C’est parti pour Wimbledon

La petite balle jaune a de beaux jours devant elle. Les tournois se succèdent et ne se ressemblent guère. Deux semaines après les tumultes sur terre battue à Roland-Garros, place au gazon à Wimbledon. L’illustre tournoi, qui débute aujourd’hui, en est à sa 117e édition.
L’édition de cette année sera, toutefois, marquée par une grande absence. En effet, Pete Sampras, qui a remporté Wimbledon à sept reprises, ne sera pas de la partie. Il n’aura pas à lutter, en vain, afin de signer une quelconque réalisation cette année. Les deux dernières éditions ayant été marquées par un fiasco total de l’Américain, où il fut éliminé au quatrième et deuxième tours. Tenant du titre, l’Australien Lleyton Hewitt a laissé récemment entrevoir quelques signes d’affaiblissement. Ces signes ont notamment été remarqués lors du Queen’s, où le Français Sébastien Grosjean en disposa en quarts. D’autant plus que son médecin lui avait recommandé de prendre trois semaines de repos.  
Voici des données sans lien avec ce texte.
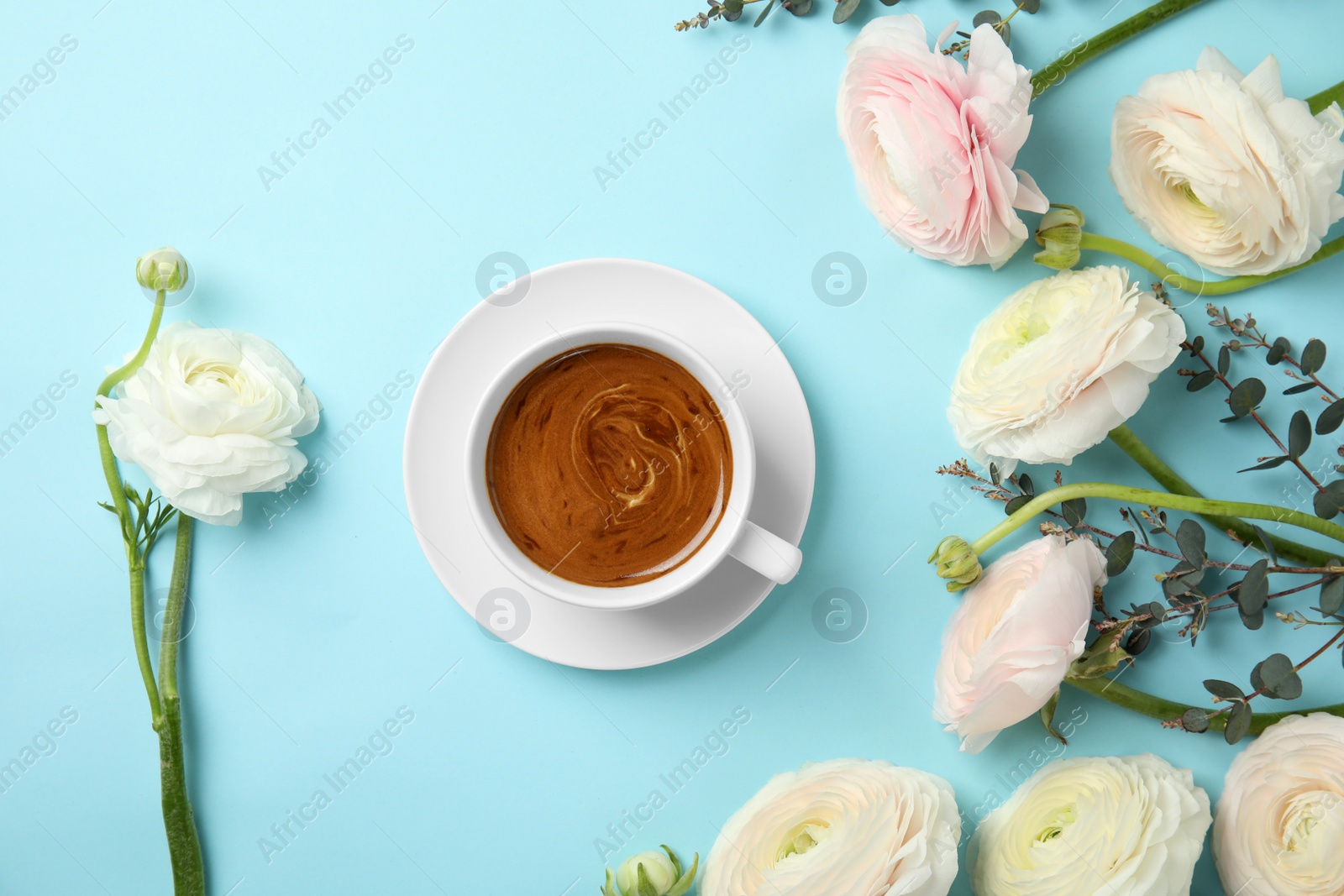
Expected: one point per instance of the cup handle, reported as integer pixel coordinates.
(766, 553)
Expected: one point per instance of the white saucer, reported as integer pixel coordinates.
(497, 329)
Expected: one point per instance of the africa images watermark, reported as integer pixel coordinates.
(716, 73)
(632, 821)
(380, 73)
(380, 743)
(44, 71)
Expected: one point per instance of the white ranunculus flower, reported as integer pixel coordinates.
(843, 826)
(212, 416)
(1227, 170)
(1014, 636)
(1095, 826)
(1280, 826)
(1059, 364)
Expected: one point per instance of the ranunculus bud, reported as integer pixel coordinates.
(163, 269)
(1061, 231)
(958, 562)
(651, 873)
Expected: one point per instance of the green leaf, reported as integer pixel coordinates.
(1238, 723)
(1047, 718)
(1278, 349)
(1200, 380)
(1277, 678)
(1120, 553)
(1247, 396)
(1332, 594)
(1314, 356)
(1074, 511)
(1268, 465)
(1331, 418)
(1223, 689)
(1189, 539)
(1099, 660)
(1195, 719)
(1267, 543)
(1253, 590)
(844, 9)
(1328, 503)
(1299, 434)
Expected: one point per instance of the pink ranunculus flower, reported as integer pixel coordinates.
(1014, 636)
(933, 144)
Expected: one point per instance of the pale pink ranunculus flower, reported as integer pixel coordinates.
(933, 143)
(1280, 825)
(1014, 636)
(1226, 168)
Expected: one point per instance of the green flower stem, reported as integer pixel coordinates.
(1195, 285)
(1331, 94)
(188, 868)
(1055, 71)
(1169, 479)
(134, 560)
(1153, 499)
(1164, 710)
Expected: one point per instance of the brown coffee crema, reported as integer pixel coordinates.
(609, 465)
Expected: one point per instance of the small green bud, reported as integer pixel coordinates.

Hewitt devrait cependant se méfier de l’Américain Andy Roddick, donné pour principal favori de le détrôner.
Les spécialistes du tennis ne cessent de faire les éloges de son nouvel entraîneur, son compatriote Brad Gilbert.  
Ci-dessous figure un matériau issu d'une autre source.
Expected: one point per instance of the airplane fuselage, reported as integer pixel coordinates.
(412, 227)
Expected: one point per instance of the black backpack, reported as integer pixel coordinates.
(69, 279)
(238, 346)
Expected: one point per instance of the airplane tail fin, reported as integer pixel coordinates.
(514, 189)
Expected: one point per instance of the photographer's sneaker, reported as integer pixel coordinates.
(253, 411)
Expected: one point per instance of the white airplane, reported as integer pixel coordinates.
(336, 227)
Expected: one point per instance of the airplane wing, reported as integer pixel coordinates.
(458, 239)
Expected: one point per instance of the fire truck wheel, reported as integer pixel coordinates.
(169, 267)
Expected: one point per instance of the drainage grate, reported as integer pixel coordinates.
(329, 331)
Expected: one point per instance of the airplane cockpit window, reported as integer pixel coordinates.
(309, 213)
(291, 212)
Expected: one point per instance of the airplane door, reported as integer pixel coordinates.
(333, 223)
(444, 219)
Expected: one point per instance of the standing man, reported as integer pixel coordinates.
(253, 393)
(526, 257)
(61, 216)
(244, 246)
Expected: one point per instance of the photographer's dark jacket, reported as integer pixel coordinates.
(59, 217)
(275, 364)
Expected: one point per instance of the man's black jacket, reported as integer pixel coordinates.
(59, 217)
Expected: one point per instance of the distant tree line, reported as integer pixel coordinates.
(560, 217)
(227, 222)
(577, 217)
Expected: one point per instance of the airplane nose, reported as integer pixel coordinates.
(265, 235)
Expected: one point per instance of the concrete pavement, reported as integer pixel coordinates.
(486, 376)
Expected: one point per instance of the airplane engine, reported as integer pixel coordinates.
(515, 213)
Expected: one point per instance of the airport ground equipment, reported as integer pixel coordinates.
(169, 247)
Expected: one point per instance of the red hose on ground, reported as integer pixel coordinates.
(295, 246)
Martin Verkerk, la grande révélation de Roland Garros, mettra les pieds pour la première fois de sa carrière à Wimbledon. Les lacunes montrées par le Néerlandais laissent toutefois planer le doute sur une sortie chevaleresque sur le gazon, à l’instar de celle signée à Roland Garros.  Cependant, son tombeur lors de la finale française, Juan Carlos Ferrero, pourrait bien devenir le second Espagnol à s’imposer à Wimbledon, trente-sept ans après son compatriote Manuel Santana, vainqueur en 1966.
Par ailleurs, la situation semble plus simple au niveau du tableau féminin, en dépit d’une montée spectaculaire des Russes. Notamment la gracieuse Nadia Petrova, qui possède tous les atouts pour réussir sur gazon.
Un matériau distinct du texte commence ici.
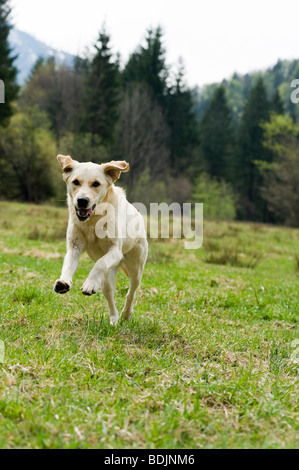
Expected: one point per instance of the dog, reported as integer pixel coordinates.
(95, 203)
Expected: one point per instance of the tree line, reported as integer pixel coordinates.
(241, 165)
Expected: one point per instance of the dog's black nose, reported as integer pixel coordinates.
(83, 202)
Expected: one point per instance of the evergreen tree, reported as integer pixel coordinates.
(250, 148)
(181, 119)
(217, 137)
(148, 66)
(102, 92)
(276, 104)
(8, 72)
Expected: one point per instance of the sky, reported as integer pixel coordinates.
(215, 38)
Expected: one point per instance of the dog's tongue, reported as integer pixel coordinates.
(85, 212)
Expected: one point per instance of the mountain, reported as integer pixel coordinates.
(29, 50)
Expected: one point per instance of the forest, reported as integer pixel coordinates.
(230, 145)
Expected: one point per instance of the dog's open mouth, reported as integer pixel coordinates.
(84, 214)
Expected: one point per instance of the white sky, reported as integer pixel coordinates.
(214, 37)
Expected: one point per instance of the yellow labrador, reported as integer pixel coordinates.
(103, 223)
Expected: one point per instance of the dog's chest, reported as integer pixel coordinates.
(96, 247)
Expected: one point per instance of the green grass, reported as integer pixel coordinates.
(205, 362)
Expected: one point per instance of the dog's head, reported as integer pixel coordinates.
(88, 183)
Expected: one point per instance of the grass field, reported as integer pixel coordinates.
(207, 361)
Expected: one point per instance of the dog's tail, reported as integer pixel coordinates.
(124, 270)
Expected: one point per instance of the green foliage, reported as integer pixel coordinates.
(207, 360)
(8, 72)
(181, 120)
(148, 66)
(102, 92)
(217, 137)
(281, 175)
(26, 159)
(219, 201)
(250, 148)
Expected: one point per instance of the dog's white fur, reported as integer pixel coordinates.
(96, 182)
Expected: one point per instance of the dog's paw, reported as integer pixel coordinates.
(126, 314)
(61, 287)
(90, 287)
(114, 318)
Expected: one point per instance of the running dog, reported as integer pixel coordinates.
(103, 223)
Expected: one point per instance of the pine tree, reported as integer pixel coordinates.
(276, 104)
(217, 137)
(148, 66)
(100, 106)
(250, 148)
(182, 122)
(8, 72)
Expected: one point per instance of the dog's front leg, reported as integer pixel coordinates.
(70, 265)
(96, 276)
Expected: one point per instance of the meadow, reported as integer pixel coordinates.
(208, 360)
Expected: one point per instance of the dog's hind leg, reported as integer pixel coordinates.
(134, 262)
(108, 289)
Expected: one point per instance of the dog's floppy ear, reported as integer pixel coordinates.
(114, 169)
(67, 164)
L’affaire se résumera à un duel américano-belge entre les sœurs Serena et Venus Williams d’une part, Kim Clijsters et Justine Henin-Hardenne d’autre part. L’impression de déclin de leur carrière, ainsi que les résultats peu fameux réalisés à Roland-Garros, auraient poussé les Américaines à solliciter la présence de leur père, Richard Williams, à Wimbledon. Histoire de remettre un peu d’ordre dans la maison.